She remains a fascinating and talented lady who has contributed to many aspects of literature. I have just finished reading another book about her, Catherine Kenney's The Remarkable Case of Dorothy L. Sayers, which started too slowly, gathered interest but trailed off again with chapters that were too long for what they said. There were interesting matters discussed, for all of that, even if the author seemed far too enamoured with Gaudy Night and The Documents in the Case.

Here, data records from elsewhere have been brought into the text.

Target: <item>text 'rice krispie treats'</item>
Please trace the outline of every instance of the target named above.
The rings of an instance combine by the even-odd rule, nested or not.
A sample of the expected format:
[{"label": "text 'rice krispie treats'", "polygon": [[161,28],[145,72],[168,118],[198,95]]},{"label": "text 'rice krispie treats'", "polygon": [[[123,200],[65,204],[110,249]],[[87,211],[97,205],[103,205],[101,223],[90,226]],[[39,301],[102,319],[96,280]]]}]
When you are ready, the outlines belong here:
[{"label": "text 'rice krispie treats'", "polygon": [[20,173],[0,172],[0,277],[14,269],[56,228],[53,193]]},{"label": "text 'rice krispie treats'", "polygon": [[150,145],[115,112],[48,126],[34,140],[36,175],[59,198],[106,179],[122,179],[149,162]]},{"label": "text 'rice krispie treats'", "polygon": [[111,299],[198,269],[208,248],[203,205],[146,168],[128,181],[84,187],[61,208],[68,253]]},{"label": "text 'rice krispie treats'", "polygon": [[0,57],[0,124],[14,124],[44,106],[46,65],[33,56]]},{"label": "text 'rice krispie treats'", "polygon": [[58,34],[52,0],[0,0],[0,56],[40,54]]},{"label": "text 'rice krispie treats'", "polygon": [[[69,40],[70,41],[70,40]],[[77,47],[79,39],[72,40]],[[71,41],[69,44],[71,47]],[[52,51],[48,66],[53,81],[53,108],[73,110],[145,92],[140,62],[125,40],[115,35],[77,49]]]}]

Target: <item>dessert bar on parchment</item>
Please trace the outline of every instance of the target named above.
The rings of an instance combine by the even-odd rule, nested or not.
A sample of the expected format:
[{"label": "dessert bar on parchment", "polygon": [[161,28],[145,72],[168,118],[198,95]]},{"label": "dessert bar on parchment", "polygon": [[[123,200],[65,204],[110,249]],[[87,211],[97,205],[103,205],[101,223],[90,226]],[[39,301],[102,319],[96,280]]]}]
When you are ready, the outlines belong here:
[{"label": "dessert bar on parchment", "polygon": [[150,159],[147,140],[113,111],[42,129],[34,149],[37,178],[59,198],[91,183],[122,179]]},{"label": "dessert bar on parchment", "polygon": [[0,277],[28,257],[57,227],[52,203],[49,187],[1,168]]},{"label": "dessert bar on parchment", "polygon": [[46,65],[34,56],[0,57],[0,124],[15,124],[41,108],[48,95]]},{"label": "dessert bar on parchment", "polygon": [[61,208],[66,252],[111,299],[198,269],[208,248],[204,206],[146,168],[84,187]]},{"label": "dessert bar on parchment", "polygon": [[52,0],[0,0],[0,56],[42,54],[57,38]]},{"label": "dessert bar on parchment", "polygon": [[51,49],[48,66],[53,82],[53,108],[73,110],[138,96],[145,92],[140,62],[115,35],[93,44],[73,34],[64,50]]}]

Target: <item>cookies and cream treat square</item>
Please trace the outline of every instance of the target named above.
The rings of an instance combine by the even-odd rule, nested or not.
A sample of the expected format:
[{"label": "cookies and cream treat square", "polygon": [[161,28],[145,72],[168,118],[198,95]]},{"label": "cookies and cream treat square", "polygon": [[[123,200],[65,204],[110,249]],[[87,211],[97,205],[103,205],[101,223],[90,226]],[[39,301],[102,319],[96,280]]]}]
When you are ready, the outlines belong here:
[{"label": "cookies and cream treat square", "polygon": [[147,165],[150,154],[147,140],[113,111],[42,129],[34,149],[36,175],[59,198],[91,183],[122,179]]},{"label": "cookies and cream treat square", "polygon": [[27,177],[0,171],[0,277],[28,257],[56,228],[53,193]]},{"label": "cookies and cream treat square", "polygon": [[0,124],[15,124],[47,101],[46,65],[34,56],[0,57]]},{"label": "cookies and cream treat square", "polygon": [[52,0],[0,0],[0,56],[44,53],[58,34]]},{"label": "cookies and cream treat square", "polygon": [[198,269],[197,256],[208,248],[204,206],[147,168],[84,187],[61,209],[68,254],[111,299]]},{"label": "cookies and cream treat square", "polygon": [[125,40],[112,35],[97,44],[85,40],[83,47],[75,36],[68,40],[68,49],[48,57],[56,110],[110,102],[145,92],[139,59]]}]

Early on in the chapter about Sayers's life, Professor Kenney has this to say:
Sayers once said that it is by an author's assumptions, by what he or she takes for granted, that we can really know the writer. In addition to assuming that her readers are familiar with the literature she cherishes, she also assumes that they share a certain sympathy - or at least a tolerance - for her world view, a view that endorses the traditional values of order and civility, as well as the concepts of personal responsibility and justifiable limits to human behaviour. Whilst the great detective, as an amateur generally works outside the law, he does not work against it, or seek to rend the basic social fabric.That is not to say that it is necessary to accept or to endorse every aspect of society as it exists. Very few detective story writers of the Golden Age did that, pace Julian Symons. It is the traditional and orderly values that might have been undermined by the existing society as well as by the criminal that are so important to the whole genre of detective stories.
I often recall what you wrote in ‘The Eternal Appeal of Whodunits’:
‘In most of its manifestations, the detective story is a modern morality tale with the heroes of good battling the forces of evil. The detective story is the conservative literary genre par excellence’.
I have not changed my mind on that and nobody has managed to produce an adequate argument in opposition.